É esse o mesmo entendimento do escritor Mario Vargas Llosa, em Cartas a um jovem escritor, ao responder a duas questões: “De onde vêm as histórias que os romances contam?” e “Como ocorrem os temas aos escritores?” E Llosa responde: “Tenho uma resposta, que terá que ser bastante nuançada de modo a não resultar numa pura falácia. A raiz de todas as histórias está na experiência de quem as inventa; o que se viveu é a fonte que irriga a ficção. Isso não significa, é claro, que um romance seja sempre uma biografia dissimulada do seu autor, mas, sim, que em toda ficção, mesmo na mais livremente concebida, é possível rastrear um ponto de partida, uma semente íntima, visceralmente ligado à soma de vivência de quem forjou.” E acrescenta, no arremate definitivo da sua explicação: “Atrevo-me a defender que não há exceções a esta regra e que, em conseqüência, a invenção cientificamente pura não existe no domínio literário.”
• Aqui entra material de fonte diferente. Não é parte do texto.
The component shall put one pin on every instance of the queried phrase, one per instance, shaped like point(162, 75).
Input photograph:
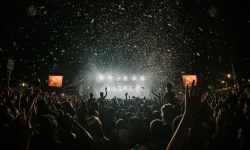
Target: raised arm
point(106, 93)
point(193, 104)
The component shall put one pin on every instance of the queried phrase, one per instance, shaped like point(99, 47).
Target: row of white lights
point(125, 78)
point(124, 88)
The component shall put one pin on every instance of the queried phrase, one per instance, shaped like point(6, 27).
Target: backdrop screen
point(188, 79)
point(55, 81)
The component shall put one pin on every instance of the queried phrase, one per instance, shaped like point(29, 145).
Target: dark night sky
point(78, 37)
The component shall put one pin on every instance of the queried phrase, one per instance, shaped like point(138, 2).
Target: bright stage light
point(142, 78)
point(101, 77)
point(134, 78)
point(110, 77)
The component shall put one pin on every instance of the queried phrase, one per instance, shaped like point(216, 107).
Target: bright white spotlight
point(125, 78)
point(142, 78)
point(110, 77)
point(101, 77)
point(134, 78)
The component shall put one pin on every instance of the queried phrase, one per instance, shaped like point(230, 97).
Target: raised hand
point(193, 99)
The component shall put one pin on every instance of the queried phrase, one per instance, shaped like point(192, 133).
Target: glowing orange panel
point(188, 79)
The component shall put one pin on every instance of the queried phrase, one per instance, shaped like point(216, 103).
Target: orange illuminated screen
point(188, 79)
point(55, 81)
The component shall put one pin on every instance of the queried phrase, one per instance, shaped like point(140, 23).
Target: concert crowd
point(31, 119)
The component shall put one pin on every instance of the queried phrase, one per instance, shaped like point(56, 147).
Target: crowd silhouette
point(31, 119)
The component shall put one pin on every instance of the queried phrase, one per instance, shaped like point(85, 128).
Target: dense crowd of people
point(34, 119)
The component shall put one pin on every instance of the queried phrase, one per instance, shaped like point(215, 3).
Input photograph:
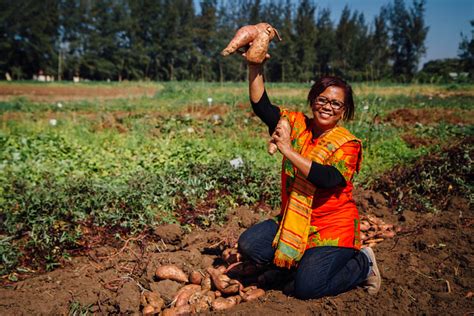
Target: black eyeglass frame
point(335, 104)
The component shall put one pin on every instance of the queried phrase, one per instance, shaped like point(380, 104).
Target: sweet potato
point(206, 283)
point(223, 283)
point(222, 303)
point(183, 310)
point(258, 35)
point(202, 300)
point(257, 52)
point(184, 294)
point(149, 310)
point(195, 277)
point(252, 294)
point(171, 272)
point(242, 37)
point(272, 147)
point(152, 299)
point(231, 255)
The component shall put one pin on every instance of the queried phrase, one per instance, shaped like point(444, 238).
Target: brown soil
point(405, 117)
point(427, 268)
point(52, 93)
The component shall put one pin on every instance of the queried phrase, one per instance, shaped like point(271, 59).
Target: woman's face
point(327, 115)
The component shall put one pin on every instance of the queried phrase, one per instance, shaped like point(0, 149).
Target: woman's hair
point(322, 83)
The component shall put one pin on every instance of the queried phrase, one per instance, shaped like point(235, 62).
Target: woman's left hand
point(281, 137)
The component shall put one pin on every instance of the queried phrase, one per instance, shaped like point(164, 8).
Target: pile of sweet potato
point(212, 289)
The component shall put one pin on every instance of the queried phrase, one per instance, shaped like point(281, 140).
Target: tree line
point(176, 40)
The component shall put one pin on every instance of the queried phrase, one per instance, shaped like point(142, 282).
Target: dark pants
point(322, 271)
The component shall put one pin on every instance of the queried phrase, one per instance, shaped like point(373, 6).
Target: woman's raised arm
point(256, 82)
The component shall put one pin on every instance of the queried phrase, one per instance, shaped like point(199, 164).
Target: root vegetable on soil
point(171, 272)
point(184, 294)
point(195, 277)
point(152, 299)
point(183, 310)
point(223, 283)
point(215, 290)
point(222, 303)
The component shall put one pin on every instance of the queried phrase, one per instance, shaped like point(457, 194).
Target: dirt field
point(53, 93)
point(427, 268)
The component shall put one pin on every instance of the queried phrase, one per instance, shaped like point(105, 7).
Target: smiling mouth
point(325, 114)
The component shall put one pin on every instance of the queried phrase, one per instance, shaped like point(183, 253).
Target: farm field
point(100, 183)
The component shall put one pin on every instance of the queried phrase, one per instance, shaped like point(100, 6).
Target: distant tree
point(206, 39)
point(343, 39)
point(466, 52)
point(408, 34)
point(379, 46)
point(28, 33)
point(179, 55)
point(325, 42)
point(145, 24)
point(305, 40)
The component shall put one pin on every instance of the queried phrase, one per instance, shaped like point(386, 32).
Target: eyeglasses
point(335, 104)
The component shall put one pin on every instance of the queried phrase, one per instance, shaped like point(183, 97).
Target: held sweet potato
point(242, 37)
point(259, 35)
point(257, 52)
point(171, 272)
point(223, 283)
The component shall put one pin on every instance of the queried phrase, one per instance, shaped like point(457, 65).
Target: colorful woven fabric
point(299, 196)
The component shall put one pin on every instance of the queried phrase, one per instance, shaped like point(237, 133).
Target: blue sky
point(445, 18)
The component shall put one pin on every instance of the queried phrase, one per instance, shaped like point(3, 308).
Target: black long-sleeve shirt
point(321, 176)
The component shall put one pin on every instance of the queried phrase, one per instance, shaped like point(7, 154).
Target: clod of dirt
point(170, 234)
point(244, 216)
point(166, 288)
point(403, 117)
point(128, 298)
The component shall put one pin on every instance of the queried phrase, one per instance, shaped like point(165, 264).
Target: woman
point(317, 232)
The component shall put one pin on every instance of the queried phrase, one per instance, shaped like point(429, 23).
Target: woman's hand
point(243, 53)
point(281, 136)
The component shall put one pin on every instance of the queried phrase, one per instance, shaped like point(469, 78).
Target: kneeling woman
point(317, 232)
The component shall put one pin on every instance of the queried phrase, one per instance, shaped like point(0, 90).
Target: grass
point(130, 164)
As narrativas de Fernando Sabino nasceram da sua vocação de transcrever ficcionalmente a vida contemplada e vivida por ele. A partir dessa vivência, construiu literariamente as suas histórias, que não eram outras, a não ser as que foram por ele vivenciadas e retraduzidas numa realidade ficcional. Ou seja: através dos romances, dos contos e crônicas, elaborou esteticamente uma outra realidade, que pode estar contida nesta frase retirada do romance O encontro marcado: “É preciso ver a realidade que se esconde além, onde a vista não alcança.” Tanto em O encontro marcado e em O grande mentecapto, os seus mais conhecidos romances, bem como nas crônicas por ele escritas - e foram muitas - há uma transfiguração da realidade que o circunda para compor o mundo da literatura, alicerçado num sentimento e numa linguagem poética.

São todas belíssimas crônicas. A Última crônica, assim nominada, é um registro dessa dialetização entre o cronista e a vida vivenciada, vista e transposta para narrativa literária. Ao iniciá-la, Fernando Sabino esclarece: “A caminho de casa, entro num botequim da Gávea para tomar um café junto ao balcão. Na realidade, estou adiando o momento de escrever.” E justifica: “Não sou poeta e estou sem assunto. Lanço então um último olhar fora de mim, onde vivem os assuntos que merecem uma crônica.” Aí está o cronista, eternizado nesses cem anos, a estabelecer o seu processo dialético para, no olhar fora dele, encontrar a temática, que vai literariamente traduzir numa história o fato real para o mundo ficcional. E a realidade vem socorrer o cronista. No fundo do botequim, um casal de negros senta-se numa das últimas mesas, em companhia de uma negrinha de seus 3 anos, de laço na cabeça. Das observações daquela cena, sai, em crônica, um belíssimo relato, repleto de sentimentos mágicos, de profundo humanismo. O cronista, flagrado naquela introspecção, conclui: “Assim eu quereria a minha última crônica: que fosse pura como esse sorriso.” Neste final, está por inteiro o eterno cronista Fernando Sabino.